Il est triste de ne pouvoir reprendre sa place de roi des fous, de semer la terreur, d'avoir sa cour, il tient à peine sur ses jambes, il n'a plus la force physique pour assurer le rôle, ses cheveux sont blancs, les muscles ont fondu, le sang ne bat plus assez vite pour vivre pleinement l'euphorie inégalée de la démence. Il dérobe quelques gobelets, cinq fruits, des sachets de cacao en poudre, un jeu de cartes, trois magazines, des serviettes. Sa revanche tient dans ces larcins, c'est sa rébellion, le souvenir de sa majesté. Il ne mange pas au réfectoire/salle de jeux et de télé (écran plat, TNT, anachronisme sinistre qui souligne la vétusté des lieux et, en contraste, atteste du délabrement), il s'assied parfois brièvement à la grande table, l'après-midi et ricane en douce (tout en collant des sachets de sucre dans ses poches), lui le champion d'orthographe, le premier de la classe, qui découvre les Scrabble parfois surréalistes des malades.
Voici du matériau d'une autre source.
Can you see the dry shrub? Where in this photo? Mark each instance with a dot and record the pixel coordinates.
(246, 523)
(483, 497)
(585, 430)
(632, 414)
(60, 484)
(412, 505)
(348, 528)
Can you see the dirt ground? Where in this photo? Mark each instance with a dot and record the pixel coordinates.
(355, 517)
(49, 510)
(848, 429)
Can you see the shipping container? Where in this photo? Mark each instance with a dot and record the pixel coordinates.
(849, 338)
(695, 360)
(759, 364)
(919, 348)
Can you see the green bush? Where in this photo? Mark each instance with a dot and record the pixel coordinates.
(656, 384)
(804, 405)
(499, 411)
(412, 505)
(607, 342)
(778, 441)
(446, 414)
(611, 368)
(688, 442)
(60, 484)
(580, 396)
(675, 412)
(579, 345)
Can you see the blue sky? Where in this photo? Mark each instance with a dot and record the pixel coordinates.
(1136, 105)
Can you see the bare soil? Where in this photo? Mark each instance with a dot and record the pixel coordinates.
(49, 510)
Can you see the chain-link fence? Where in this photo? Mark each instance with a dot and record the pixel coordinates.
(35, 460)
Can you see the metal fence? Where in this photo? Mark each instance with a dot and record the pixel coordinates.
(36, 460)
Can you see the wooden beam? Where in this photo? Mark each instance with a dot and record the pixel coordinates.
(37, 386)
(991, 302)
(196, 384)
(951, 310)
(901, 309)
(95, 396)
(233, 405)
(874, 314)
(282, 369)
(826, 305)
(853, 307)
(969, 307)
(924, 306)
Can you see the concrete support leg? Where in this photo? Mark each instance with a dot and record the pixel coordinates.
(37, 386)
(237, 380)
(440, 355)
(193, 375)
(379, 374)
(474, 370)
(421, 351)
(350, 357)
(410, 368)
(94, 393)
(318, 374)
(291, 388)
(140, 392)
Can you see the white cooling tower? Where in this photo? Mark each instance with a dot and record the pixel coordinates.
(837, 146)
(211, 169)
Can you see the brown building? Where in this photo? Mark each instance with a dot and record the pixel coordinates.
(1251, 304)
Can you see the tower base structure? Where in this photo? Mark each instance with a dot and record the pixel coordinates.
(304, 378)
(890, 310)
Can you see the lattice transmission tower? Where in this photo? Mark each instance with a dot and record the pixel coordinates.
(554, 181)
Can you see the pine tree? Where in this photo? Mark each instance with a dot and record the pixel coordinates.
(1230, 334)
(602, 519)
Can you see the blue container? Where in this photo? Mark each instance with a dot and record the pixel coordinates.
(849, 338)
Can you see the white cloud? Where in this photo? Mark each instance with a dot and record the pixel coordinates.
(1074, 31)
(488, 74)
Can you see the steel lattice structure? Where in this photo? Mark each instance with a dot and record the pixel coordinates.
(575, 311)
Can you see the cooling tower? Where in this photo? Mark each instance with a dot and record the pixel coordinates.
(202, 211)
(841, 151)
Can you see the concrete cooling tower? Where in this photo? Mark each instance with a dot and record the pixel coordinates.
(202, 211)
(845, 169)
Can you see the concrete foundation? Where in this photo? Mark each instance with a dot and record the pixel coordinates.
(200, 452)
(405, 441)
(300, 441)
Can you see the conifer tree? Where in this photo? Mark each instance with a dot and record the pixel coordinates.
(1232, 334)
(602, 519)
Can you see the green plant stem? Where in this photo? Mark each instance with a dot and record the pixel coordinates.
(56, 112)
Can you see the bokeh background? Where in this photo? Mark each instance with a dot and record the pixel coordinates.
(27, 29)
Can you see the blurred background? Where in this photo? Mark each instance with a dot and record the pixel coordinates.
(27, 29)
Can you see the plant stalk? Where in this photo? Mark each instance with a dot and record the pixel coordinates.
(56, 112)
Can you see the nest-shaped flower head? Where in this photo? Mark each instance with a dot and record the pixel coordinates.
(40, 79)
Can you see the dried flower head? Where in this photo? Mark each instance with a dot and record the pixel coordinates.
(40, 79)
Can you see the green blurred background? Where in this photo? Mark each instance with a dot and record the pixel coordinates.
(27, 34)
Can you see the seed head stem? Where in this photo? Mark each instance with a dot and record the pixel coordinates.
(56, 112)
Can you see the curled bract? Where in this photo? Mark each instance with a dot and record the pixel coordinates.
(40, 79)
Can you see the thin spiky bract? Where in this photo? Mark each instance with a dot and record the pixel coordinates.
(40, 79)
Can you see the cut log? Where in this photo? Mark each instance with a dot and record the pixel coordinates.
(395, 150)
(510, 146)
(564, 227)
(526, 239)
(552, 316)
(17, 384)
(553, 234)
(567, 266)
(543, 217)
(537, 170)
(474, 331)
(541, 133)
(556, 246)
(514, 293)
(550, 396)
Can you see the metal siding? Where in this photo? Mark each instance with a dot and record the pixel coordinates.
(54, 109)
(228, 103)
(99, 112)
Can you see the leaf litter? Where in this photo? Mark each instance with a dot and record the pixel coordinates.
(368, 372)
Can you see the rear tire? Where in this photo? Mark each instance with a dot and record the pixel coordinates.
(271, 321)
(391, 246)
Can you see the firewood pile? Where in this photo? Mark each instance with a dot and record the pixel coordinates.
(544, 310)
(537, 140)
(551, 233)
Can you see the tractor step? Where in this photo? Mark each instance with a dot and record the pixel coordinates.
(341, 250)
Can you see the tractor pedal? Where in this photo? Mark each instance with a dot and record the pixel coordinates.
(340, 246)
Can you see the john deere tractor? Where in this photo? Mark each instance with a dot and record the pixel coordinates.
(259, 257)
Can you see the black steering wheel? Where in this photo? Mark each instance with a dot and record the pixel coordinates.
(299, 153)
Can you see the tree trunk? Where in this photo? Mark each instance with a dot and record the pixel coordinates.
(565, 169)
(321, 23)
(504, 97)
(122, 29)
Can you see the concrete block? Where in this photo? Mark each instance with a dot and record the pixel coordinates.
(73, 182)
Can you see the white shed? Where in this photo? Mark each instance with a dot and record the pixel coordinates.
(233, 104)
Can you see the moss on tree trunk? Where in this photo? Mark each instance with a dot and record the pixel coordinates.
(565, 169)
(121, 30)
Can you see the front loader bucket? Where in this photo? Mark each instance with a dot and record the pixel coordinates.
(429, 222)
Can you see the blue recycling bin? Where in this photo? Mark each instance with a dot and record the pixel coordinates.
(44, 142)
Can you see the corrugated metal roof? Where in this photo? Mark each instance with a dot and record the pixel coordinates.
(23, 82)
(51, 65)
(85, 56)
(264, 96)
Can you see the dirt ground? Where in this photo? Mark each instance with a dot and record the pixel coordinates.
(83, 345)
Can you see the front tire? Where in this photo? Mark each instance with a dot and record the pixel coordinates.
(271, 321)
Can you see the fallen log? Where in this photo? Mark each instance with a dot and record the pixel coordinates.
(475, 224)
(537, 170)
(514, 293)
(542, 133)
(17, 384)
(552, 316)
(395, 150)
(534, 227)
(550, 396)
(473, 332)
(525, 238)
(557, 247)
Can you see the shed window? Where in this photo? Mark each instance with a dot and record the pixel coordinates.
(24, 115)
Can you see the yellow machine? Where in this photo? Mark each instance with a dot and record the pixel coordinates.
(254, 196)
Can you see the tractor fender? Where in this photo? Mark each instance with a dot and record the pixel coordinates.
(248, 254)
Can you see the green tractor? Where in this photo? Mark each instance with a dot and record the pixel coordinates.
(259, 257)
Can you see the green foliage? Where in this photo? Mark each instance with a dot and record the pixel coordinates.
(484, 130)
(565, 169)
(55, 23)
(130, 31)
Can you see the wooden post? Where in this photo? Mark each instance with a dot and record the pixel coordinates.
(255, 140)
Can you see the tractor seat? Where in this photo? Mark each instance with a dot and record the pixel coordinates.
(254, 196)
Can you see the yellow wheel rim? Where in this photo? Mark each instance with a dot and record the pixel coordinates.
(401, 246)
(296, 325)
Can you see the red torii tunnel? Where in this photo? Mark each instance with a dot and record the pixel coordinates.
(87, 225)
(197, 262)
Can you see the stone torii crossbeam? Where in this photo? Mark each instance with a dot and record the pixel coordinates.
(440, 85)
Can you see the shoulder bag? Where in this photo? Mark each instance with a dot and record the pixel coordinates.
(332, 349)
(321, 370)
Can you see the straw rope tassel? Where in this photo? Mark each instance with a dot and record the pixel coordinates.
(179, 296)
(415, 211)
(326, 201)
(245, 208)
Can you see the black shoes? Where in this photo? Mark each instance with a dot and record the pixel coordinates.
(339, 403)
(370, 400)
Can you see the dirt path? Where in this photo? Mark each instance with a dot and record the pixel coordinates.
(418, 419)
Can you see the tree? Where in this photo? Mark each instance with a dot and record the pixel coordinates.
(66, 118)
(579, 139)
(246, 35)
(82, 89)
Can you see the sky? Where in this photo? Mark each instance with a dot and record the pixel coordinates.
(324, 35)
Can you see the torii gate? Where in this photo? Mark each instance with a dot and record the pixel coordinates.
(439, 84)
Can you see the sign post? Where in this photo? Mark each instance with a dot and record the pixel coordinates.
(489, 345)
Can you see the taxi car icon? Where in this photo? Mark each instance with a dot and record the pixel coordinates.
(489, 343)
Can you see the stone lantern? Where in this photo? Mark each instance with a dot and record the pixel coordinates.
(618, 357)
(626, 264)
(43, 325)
Mon fou est amer. Pourtant, l'autre jour, alors qu'il s'appuyait à moi pour aller à la cafétéria, apercevant les restes de neige sur les buissons, il a murmuré : "on dirait des fleurs". Et il suit de près l'aventure décalée d'une pâquerette qui a poussé, unique, au pied d'un des bancs, devant le bâtiment. Elle résiste au gel, à l'hiver qui déjà transperce. Inexplicable et têtue. C'est devenu un sourire entre nous, je lui demande, en arrivant, le bulletin de santé de la fleur. Les dernières nouvelles étaient encourageantes : "oh ! elle taille la route, la pâquerette !".